1 Gönül Gözü
Bugün benim en mutlu günüm. O huysuz, bencil ve acımasız Cavidan’dan kurtuluyorum. Sermet beyin ani ölümü aile için büyük acı ama, benim açımdan bir yerde mutluluk. Yanlış anlaşılmasın; Sermet beye tapardım. Benim için yeri doldurulamayacak bir dost ama aramızdan ayrıldı bir kez, üzgünüm, çok üzgünüm . O Cavidan denilen cadı, son derece acımasız, sevgisiz bir ses tonuyla, kocasının ölümünün üzerinden henüz iki ay geçmesine karşın, hiç utanmadan, "evi baştanbaşa yenileyeceğini, benim de bu evde artık bir işe yaramayacağımı" belirterek, biricik kızı Semra’ya "istiyorsa beni kendi evine götürebileceğini" söyledi. Evet... kulaklarımla duydum. Düşünebiliyor musunuz, benim artık bir işe yaramayacağımı söylüyor. Pis cadı!...

Bu eve ceviz konsolla aynı gün gelmiştik. Konsolun çekmecelerinin dili olsa da anlatsa. Bu çekmeceler neler gördü neler... Çekmece vardır eski püskü, soluk giysiler saklar içinde. Kimi çekmecede ipekler, tüller, kadifeler...Tabanca, tüfek gizlenir kiminde...

Bizimkiler, ne ipekler, mücevherler, dolarlar, altınlar, parfümler taşıdı koynunda. Cavidan’ın unutamadığı ilk aşkından mektup ve fotoğrafları da herkesten gizledi bu çekmeceler. Sermet beyin gümüş kakmalı, dede armağanı bastonu, av tüfeği, büyük hanımın kuşaktan kuşağa geçen antika zümrüt kolyesi, yüzükleri, bilezikleri... Bu konsol, böyle güzelliklerle doldu taştı yıllarca. Son derece değerli, antika eşyalarla süslü bu köşkten kimler geldi kimler geçti. Opera sanatçıları, ressamlar, müzisyenler, şairler, yazarlar...

Nurda yatsın, çok iyi bir adamdı Sermet beyim.

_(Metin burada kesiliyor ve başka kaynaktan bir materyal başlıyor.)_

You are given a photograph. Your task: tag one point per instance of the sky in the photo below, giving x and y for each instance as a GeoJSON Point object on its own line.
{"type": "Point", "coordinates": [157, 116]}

Bana bir gün olsun kaşlarını çatmamıştır. "Sevgili anneciğimden tek anı" der, kalın çerçeveli, kalın camlı gözlükleriyle uzun uzun hayranlıkla süzer, ince uzun parmaklarıyla sever, okşardı beni. Ben de ona aynı duygularla, sevgi dolu bakar, gülümserdim.

Babası Süreyya beyi hayâl meyâl anımsıyorum. O da gözlüklü ama esmerdi. Sermet beyi dayısı Hikmet’e benzetirlerdi. Açık kumral, uzun boylu ve ince dalan... Hikmet çok genç yaşta ince hastalıktan ölmüş. Onu hiç tanımadım. Süreyya bey de bu dünyadan göçeli yarım asır oldu neredeyse. Beyaz güller, hanımeli ve sarmaşık dolu saksıların bulunduğu mis kokulu terasta her gün keman çalar, eşi Lemide hanımefendi billur gibi sesiyle ona eşlik eder, benden hiç çekinmez, karşımda dakikalarca öpüşür, sevişirlerdi ay ışığında...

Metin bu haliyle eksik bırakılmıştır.